Diante do tarifaço imposto pelos Estados Unidos, empresários brasileiros já buscam alternativas para mitigar os impactos das novas taxações. Entre as principais estratégias do setor privado está a diversificação de mercados, com foco em países que já mantêm acordos comerciais com o Brasil. A editora e analista de Economia da CNN Lucinda Pinto comenta o tema ao CNN Prime Time.
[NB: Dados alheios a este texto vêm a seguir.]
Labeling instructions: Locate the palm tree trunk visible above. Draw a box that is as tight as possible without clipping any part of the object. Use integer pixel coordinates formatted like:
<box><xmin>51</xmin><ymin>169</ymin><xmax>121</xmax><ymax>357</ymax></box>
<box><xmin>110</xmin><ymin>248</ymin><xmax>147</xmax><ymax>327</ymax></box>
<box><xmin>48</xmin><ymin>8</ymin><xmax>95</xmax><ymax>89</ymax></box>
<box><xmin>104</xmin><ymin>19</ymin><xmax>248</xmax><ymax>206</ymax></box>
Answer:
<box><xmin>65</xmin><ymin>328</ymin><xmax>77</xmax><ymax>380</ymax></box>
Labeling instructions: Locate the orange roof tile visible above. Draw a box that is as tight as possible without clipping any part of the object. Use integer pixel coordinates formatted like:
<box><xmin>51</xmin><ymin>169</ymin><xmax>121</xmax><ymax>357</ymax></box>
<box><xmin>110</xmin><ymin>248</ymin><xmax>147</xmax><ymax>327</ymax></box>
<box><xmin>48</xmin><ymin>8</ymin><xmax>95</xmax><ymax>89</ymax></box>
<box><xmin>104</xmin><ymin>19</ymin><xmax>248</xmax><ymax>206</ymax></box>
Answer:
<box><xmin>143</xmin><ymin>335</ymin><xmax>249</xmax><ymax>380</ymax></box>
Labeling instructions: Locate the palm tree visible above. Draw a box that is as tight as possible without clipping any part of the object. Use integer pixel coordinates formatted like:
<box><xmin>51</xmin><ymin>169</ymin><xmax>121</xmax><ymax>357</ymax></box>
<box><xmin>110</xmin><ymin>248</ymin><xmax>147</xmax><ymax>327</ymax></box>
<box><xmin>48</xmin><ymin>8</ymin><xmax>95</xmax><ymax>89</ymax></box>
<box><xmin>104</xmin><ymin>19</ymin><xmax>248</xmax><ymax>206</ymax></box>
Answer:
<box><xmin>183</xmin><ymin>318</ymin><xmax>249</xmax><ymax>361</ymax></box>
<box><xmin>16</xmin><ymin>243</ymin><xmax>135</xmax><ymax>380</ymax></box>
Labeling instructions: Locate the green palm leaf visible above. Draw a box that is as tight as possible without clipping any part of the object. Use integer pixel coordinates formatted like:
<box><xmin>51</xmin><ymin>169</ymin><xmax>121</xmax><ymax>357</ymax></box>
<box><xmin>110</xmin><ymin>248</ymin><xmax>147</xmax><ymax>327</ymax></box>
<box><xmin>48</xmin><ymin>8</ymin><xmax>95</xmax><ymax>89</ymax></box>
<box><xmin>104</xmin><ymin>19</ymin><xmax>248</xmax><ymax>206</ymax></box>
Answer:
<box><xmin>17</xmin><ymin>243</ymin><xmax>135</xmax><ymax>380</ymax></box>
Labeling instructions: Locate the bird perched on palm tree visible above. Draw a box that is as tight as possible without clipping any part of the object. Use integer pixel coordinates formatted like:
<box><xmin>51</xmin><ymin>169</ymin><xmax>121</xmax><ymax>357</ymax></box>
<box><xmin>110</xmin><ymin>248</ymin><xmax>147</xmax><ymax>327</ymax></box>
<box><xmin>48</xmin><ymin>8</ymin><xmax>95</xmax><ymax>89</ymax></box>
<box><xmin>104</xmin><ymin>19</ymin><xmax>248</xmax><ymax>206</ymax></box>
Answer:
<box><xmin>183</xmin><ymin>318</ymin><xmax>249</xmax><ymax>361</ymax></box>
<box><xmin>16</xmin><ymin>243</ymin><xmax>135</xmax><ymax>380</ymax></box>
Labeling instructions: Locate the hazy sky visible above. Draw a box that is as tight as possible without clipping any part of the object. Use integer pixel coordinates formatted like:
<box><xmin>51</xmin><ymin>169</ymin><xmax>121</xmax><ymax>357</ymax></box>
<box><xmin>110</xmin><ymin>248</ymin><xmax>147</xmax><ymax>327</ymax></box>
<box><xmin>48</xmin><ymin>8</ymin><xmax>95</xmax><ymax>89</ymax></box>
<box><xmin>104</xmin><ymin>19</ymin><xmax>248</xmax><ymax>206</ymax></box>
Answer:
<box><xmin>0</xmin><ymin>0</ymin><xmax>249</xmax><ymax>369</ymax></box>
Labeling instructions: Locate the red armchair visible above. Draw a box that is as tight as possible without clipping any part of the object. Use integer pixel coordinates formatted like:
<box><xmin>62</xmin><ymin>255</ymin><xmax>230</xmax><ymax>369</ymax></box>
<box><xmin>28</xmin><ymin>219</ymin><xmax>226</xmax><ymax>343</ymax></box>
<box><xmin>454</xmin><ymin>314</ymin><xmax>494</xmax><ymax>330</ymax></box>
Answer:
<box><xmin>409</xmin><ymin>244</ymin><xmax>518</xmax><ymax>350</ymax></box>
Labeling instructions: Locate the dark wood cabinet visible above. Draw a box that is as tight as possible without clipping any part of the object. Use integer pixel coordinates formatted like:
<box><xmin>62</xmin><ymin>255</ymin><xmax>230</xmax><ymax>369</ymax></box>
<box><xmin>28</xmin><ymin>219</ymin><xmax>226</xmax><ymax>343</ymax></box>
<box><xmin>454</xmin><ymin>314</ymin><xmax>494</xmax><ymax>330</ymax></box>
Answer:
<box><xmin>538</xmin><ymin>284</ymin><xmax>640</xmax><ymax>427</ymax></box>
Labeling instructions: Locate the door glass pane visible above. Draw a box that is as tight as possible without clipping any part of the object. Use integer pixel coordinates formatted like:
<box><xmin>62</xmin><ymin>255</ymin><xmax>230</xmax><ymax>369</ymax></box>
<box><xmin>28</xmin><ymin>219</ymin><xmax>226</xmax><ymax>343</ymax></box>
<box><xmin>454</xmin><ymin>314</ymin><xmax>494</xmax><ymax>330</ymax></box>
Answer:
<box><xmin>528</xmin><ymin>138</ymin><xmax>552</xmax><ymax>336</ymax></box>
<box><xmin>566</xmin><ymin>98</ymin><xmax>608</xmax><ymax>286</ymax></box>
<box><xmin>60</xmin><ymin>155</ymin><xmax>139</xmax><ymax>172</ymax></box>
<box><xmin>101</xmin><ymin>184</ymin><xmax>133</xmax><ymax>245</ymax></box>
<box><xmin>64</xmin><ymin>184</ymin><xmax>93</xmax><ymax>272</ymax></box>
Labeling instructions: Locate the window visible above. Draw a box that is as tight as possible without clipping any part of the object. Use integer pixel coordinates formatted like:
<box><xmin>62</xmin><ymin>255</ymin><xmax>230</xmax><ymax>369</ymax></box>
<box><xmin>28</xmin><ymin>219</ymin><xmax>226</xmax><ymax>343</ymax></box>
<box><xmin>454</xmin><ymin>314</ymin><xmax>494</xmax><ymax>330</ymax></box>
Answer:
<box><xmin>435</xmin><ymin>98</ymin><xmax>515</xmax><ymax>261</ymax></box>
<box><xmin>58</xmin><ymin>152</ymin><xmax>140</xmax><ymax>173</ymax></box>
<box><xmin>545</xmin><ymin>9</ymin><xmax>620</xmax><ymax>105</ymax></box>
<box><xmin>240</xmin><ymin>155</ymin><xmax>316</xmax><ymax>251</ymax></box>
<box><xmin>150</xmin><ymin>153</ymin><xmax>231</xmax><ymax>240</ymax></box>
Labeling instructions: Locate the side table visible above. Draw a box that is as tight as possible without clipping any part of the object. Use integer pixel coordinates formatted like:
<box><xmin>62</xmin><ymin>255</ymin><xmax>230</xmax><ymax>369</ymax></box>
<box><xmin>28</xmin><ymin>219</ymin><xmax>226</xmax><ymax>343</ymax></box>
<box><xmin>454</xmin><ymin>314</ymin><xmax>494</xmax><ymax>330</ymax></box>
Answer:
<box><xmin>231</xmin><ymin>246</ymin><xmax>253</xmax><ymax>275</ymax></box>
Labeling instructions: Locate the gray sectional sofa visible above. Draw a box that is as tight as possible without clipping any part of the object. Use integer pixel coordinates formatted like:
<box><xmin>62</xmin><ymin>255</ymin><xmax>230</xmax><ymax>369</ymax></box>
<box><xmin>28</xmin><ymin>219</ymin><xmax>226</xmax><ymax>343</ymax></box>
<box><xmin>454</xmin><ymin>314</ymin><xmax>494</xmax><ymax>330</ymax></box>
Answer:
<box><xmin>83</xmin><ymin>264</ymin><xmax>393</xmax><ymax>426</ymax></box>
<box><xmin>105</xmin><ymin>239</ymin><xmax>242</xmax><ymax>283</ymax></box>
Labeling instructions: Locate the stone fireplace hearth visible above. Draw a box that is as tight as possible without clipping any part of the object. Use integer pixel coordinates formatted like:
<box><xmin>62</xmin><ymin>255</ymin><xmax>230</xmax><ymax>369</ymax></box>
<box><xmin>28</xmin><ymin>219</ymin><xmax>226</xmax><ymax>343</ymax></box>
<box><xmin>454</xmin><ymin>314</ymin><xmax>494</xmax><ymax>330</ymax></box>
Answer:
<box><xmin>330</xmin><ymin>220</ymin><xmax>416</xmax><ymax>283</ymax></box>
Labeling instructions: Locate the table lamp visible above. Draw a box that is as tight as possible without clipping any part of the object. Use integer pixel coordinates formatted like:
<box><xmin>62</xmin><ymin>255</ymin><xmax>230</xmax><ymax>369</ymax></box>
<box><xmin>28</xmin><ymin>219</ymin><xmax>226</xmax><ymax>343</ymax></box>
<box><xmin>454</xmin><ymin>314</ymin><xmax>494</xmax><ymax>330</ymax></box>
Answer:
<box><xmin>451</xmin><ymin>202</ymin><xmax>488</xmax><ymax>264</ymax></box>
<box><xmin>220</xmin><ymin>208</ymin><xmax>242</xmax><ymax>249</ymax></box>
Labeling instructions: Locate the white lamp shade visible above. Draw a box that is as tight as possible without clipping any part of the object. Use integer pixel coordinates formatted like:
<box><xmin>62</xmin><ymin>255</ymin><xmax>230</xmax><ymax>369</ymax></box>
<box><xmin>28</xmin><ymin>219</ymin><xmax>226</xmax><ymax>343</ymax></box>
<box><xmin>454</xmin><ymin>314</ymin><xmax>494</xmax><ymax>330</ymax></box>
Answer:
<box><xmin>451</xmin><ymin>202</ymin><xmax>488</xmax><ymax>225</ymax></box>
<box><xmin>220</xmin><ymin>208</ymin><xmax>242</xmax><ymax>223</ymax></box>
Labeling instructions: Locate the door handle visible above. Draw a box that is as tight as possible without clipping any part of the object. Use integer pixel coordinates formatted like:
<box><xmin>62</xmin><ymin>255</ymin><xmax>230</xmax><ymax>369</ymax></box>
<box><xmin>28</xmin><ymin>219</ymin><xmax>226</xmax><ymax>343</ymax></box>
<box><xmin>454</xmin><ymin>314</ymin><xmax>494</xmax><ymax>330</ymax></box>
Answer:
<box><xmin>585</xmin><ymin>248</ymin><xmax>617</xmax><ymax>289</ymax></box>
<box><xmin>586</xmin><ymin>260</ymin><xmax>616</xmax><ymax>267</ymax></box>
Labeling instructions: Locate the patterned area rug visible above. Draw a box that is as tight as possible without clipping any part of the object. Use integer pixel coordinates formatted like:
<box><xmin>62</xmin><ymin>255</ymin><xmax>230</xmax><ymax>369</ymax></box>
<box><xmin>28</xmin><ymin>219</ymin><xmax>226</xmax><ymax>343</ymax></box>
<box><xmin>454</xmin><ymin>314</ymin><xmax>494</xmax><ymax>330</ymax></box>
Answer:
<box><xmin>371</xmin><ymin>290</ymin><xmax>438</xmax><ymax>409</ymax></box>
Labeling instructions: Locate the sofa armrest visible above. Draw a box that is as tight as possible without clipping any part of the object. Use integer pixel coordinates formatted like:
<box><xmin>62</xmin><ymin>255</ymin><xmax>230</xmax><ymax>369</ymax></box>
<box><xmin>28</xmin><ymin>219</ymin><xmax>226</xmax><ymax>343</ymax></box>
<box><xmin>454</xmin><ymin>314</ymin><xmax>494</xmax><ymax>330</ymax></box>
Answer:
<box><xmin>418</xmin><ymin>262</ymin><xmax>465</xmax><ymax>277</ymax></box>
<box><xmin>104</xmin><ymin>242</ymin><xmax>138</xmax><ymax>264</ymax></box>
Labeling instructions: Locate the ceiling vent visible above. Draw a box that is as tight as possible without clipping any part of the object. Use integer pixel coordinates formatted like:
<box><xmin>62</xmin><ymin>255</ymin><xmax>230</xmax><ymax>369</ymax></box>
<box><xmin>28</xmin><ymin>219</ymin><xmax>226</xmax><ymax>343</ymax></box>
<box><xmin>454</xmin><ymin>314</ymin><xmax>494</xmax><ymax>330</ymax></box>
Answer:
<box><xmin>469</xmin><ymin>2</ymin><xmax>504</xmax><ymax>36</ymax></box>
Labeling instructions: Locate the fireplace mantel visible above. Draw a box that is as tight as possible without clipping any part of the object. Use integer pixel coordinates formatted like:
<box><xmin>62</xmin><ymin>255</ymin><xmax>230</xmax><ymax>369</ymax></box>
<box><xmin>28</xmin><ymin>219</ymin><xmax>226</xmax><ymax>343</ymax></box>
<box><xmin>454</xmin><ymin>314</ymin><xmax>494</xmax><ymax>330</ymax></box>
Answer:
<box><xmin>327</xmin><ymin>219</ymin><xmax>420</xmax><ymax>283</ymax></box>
Um levantamento realizado pela Agência Brasileira de Promoção de Exportações (ApexBrasil) apontou que Emirados Árabes Unidos, Canadá e Bélgica têm capacidade de absorver parte significativa das importações afetadas pela nova taxa de 25% imposta pelos Estados Unidos.
O mapeamento de oportunidades conduzido pela Apex também inclui países do Mercosul e da Ásia. Para o setor de veículos, que integra a lista de produtos taxados, as alternativas identificadas são Argentina, Austrália e Reino Unido.
Lucinda avalia que, embora o impacto macroeconômico das medidas seja restrito, uma vez que se trata de aproximadamente 3% de tudo que o Brasil exporta, os efeitos vão muito além dessa dimensão.
“A gente tem falado bastante de que o impacto macroeconômico dessas medidas é pequeno, é restrito. O ponto é que o impacto vai muito além disso”, afirmou Lucinda Pinto.
Segundo ela, questões de previsibilidade e a insegurança gerada por esse tipo de ambiente criam o chamado prêmio de risco, levando investidores a adiar ou postergar decisões.